The curse of dimensionality refers to a phenomenon where a high-dimensional large number of parameters interact in a non-linear fashion. High-dimensional data masks what is actually happening in the data meaning certain features might be swamped by the high dimensionality. As a result, researchers may find it difficult to accurately analyse the data and identify the importance of specific markers, and the risk of false discovery increases. Another challenge linked to high-dimensional data sets is computational time. Professor Ball explained that analysing massive datasets requires high-performance computing and GPU acceleration to be feasible within a reasonable timeframe.
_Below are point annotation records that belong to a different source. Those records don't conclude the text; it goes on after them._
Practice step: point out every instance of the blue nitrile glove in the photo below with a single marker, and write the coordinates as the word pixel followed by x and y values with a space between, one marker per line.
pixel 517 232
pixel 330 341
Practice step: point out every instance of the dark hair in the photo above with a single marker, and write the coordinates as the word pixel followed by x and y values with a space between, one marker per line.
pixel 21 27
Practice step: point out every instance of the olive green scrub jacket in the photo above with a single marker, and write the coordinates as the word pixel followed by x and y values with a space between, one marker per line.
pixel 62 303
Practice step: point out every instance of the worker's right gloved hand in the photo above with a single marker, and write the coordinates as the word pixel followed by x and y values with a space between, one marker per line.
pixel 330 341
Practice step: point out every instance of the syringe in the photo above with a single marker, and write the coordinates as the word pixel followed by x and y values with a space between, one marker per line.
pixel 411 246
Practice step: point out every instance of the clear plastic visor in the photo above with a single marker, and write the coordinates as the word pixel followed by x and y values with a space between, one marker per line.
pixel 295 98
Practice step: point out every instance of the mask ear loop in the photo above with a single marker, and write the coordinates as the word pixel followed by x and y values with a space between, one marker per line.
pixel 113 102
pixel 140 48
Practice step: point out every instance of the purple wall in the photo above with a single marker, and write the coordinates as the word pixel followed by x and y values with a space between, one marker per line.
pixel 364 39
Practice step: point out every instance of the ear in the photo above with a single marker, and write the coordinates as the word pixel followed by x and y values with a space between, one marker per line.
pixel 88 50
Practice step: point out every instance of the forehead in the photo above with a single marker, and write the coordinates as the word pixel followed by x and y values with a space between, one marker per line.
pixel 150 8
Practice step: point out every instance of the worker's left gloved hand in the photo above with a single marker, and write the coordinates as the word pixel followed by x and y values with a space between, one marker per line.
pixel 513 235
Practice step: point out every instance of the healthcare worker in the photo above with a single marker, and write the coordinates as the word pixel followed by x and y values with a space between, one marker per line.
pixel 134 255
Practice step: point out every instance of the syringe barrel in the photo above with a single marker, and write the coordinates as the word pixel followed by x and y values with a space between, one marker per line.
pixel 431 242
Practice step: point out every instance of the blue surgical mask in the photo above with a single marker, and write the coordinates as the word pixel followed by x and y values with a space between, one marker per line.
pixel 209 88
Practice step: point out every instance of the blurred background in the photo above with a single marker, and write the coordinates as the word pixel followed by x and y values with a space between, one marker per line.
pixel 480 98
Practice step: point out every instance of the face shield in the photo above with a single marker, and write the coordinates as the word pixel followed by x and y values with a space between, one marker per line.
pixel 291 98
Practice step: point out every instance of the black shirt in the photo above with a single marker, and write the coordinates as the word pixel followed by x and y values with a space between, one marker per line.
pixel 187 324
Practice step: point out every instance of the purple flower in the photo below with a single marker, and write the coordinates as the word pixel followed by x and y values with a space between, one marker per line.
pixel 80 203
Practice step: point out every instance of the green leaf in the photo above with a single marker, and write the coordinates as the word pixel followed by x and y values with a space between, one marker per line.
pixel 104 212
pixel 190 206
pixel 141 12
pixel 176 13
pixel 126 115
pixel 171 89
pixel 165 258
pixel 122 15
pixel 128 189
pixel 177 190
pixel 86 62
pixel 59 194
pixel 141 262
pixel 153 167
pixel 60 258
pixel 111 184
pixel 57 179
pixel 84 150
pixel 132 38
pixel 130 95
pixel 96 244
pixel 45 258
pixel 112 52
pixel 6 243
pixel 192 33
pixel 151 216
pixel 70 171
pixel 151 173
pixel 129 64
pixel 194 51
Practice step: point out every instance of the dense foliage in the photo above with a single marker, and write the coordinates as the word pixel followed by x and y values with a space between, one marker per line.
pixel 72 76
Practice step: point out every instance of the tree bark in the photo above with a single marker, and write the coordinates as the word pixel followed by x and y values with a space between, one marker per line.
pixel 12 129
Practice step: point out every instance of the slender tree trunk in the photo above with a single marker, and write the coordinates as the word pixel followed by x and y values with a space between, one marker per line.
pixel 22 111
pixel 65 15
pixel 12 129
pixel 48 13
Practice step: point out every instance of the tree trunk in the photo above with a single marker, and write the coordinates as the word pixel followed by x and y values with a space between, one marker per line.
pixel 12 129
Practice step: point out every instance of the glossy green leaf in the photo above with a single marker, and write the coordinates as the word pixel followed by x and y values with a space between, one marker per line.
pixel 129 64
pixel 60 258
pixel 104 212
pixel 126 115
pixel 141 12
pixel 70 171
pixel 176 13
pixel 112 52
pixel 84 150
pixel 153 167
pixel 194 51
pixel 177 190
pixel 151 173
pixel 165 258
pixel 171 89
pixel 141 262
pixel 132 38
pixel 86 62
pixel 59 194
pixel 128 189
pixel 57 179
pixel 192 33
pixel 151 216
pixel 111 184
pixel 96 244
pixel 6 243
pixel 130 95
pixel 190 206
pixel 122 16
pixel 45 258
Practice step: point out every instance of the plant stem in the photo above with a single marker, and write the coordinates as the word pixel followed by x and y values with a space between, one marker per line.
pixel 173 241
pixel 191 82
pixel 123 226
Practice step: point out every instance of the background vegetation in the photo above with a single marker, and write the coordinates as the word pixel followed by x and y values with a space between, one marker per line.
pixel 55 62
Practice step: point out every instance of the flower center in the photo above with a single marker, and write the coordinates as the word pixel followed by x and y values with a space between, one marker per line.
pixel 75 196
When designing a model for biomarker discovery, it must be broadly applicable to a broad population and not be assigned by constrained conditions. Professor Ball advocated for a hypothesis-free approach when examining big data, he said: “What I've seen in the past is people who are using linear methods pull out features that are linearly constrained. That immediately throws away all the complexities of biology.”
To address these issues, Ball highlighted several strategies for robust AI/ML applications. He explained that feature selection and validation are crucial, with Monte Carlo cross-validation and ranking genes based on information content rather than just fold-change ensuring stability. Instead of analysing thousands of genes simultaneously, breaking the problem into smaller subsets helps reduce overfitting and improves generalisability.
Professor Ball, also stressed the importance of multi-dataset and multi-algorithm approaches, identifying robust biomarkers by confirming concordance across multiple models and datasets. Beyond computational findings, biological validation is essential; for example, a proliferation marker (SPAG5) identified through ML was later confirmed through functional assays, demonstrating its real biological significance.
AI/ML has significant potential in precision medicine and biomarker discovery but requires robust validation and interpretable models. Professor Ball stressed that the combination of computational efficiency, biological validation, and interpretability is key to making ML-driven discoveries clinically relevant.